TOKI reselling earthquake victims’ homes in Van

In the two big earthquakes in Van centre and Ercis district, 644 people lost their lives and more than 4 thousand people were injured. Thousands of houses were demolished in these two major earthquakes and tens of thousands of houses were heavily damaged.

After the earthquake in Van in 2011, 35 thousand TL were spent to build houses for the victims. But these houses were sold for 85 thousand TL.

After the delivery of the houses, thousands of people were forced to pay their debts to TOKI housing. TOKİ (Toplu Konut İdaresi Başkanlığı - Public Housing Development Administration) confiscated a huge number of houses from the earthquake victims and put them on sale until April 30th.

In the two big earthquakes in Van centre and Ercis district, 644 people lost their lives and more than 4 thousand people were injured. Thousands of houses were demolished in these two major earthquakes and tens of thousands of houses were heavily damaged.

After the earthquake, victims stayed in tents for months under snow during the cold winter. Aid came to Van from many parts of the world, victims mainly helped by Kurdish people. This aid though was not distributed by the AKP.

In fact, houses that were built with the aid collected and costing 35 thousand TL were subsequently sold to earthquake victims for 85 thousand TL by the AKP.

Some of the houses built by TOKİ were given to the citizens who had their homes destroyed while the rest was given to tenants. Thousands of people who have been living in the houses built by TOKI for about 7 years are now faced with having to pay huge some of money to the state, because they were unable to keep up payments the state itself had set. 

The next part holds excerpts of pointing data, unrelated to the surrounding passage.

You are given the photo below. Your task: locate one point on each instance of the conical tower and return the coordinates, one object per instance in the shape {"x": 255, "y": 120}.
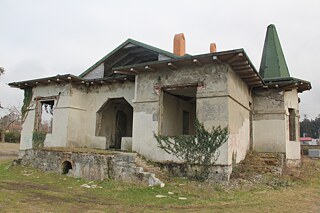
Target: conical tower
{"x": 273, "y": 64}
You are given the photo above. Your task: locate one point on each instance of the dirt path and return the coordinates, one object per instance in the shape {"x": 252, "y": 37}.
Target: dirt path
{"x": 9, "y": 151}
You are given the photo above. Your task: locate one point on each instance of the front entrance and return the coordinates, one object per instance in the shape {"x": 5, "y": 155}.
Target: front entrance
{"x": 121, "y": 128}
{"x": 114, "y": 121}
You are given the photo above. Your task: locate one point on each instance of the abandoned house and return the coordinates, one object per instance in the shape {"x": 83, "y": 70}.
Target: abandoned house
{"x": 137, "y": 90}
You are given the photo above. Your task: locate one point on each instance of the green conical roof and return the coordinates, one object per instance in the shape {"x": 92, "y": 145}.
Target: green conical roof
{"x": 273, "y": 63}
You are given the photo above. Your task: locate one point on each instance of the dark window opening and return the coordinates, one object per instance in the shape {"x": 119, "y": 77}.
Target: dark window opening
{"x": 114, "y": 121}
{"x": 66, "y": 166}
{"x": 178, "y": 110}
{"x": 292, "y": 125}
{"x": 44, "y": 116}
{"x": 185, "y": 123}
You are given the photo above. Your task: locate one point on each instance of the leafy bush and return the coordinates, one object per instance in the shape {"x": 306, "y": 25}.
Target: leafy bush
{"x": 199, "y": 149}
{"x": 38, "y": 139}
{"x": 12, "y": 137}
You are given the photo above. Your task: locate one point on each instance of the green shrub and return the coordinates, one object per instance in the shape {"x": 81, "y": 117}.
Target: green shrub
{"x": 38, "y": 139}
{"x": 199, "y": 149}
{"x": 12, "y": 137}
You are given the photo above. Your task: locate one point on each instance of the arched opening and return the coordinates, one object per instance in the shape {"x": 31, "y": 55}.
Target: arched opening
{"x": 66, "y": 166}
{"x": 114, "y": 121}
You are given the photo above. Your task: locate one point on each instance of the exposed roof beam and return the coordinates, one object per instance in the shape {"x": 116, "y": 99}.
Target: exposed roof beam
{"x": 241, "y": 66}
{"x": 150, "y": 68}
{"x": 134, "y": 70}
{"x": 172, "y": 66}
{"x": 197, "y": 62}
{"x": 124, "y": 72}
{"x": 234, "y": 58}
{"x": 254, "y": 83}
{"x": 239, "y": 63}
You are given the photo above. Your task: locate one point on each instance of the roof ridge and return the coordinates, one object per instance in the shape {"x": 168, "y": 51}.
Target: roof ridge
{"x": 126, "y": 42}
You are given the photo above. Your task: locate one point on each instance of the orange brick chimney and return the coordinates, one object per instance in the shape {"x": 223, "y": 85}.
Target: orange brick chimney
{"x": 213, "y": 48}
{"x": 179, "y": 44}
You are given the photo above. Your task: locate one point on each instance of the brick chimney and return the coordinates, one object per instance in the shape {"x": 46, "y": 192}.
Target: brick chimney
{"x": 179, "y": 44}
{"x": 213, "y": 48}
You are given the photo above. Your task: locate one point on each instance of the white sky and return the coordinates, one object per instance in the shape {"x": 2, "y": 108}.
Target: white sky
{"x": 41, "y": 38}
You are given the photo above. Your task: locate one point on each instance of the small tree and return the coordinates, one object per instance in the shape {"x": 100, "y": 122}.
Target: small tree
{"x": 200, "y": 149}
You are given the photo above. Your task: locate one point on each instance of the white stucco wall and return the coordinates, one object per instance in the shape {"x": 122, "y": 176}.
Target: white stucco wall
{"x": 292, "y": 147}
{"x": 211, "y": 106}
{"x": 83, "y": 108}
{"x": 74, "y": 115}
{"x": 269, "y": 130}
{"x": 271, "y": 122}
{"x": 238, "y": 117}
{"x": 58, "y": 137}
{"x": 172, "y": 113}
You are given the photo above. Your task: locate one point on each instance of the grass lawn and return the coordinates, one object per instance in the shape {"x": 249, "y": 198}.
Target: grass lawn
{"x": 23, "y": 189}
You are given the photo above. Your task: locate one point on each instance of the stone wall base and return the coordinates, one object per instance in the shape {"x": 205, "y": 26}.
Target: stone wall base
{"x": 293, "y": 163}
{"x": 218, "y": 173}
{"x": 90, "y": 166}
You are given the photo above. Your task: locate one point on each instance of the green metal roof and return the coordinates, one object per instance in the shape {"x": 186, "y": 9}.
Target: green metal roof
{"x": 124, "y": 44}
{"x": 273, "y": 64}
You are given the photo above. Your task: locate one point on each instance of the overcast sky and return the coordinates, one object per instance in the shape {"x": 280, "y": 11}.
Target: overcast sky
{"x": 41, "y": 38}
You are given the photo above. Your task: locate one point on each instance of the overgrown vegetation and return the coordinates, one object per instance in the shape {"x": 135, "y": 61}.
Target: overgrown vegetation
{"x": 200, "y": 149}
{"x": 23, "y": 189}
{"x": 26, "y": 102}
{"x": 12, "y": 137}
{"x": 38, "y": 139}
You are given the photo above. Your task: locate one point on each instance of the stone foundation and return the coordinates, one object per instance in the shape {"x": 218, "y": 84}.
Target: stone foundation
{"x": 90, "y": 166}
{"x": 293, "y": 163}
{"x": 218, "y": 173}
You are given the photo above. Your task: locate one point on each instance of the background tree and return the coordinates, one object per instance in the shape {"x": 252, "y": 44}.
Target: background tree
{"x": 200, "y": 149}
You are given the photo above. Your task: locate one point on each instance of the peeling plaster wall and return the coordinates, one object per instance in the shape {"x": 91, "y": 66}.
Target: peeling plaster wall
{"x": 172, "y": 121}
{"x": 74, "y": 116}
{"x": 84, "y": 107}
{"x": 269, "y": 121}
{"x": 292, "y": 147}
{"x": 239, "y": 118}
{"x": 211, "y": 106}
{"x": 58, "y": 137}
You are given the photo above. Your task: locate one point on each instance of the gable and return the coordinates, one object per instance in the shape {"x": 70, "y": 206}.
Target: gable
{"x": 128, "y": 53}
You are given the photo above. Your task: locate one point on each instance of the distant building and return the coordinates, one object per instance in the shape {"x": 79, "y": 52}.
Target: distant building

Some of the tenants who had gone to live in TOKI houses have seen their houses taken from them as they could not pay they debts to the state. 

Earthquake dwellings seized by the state are being resold. It has emerged that TOKİ is selling many houses and buildings built after the 2011 earthquake.

TOKI was founded in 1984 and appears to have become the major urban design/intervention tool of neo-liberal, profit-oriented policies of the AKP government. This meant dramatic changes to the historical and heritage of the cities in Turkey and Kurdistan. TOKI is building houses that will host people of Hasankeyf, basically evicted by the government to allow its project to build a new dam, despite this meaning the disappearance of the thousand years old city.

Soon after the AKP came to power, TOKI became the authorized organization in the field of housing and land production in AKP’s cities.

The Istanbul Metropolitan Municipality alone (Erdogan has been mayor of Istanbul) has allocated public lands and plots to various urban projects, mainly through their sale to urban transformation projects, damaging the autonomous morphological structure of the city, destructing the unique textures and memories by making more than 3,900 plan modifications in four years.

It is important to note that governmental mass housing projects in their majority did not targeted the low-income groups, rather they supplied housing for the middle and high-income groups.

Walls to isolate Kurdistan

As part of the AKP “security” policy, Turkey is being literally surrounded by walls. TOKI has been commissioned those walls.

The first wall (Turkey-Iran) has been completed by more than half (of a 144 km, 90 miles in total) and will be finished by next spring.

Ankara is “securing” its frontiers from smuggling, illegal immigration and militant infiltration. So the official version goes.

President Erdogan had said in 2017 that Turkey would build walls along its border with Iraq and part of the border with Iran similar to the nearly completed one on its longest border, with Syria. The wall along the 911 km border with Syria had almost been finished, with only 25-30 km left.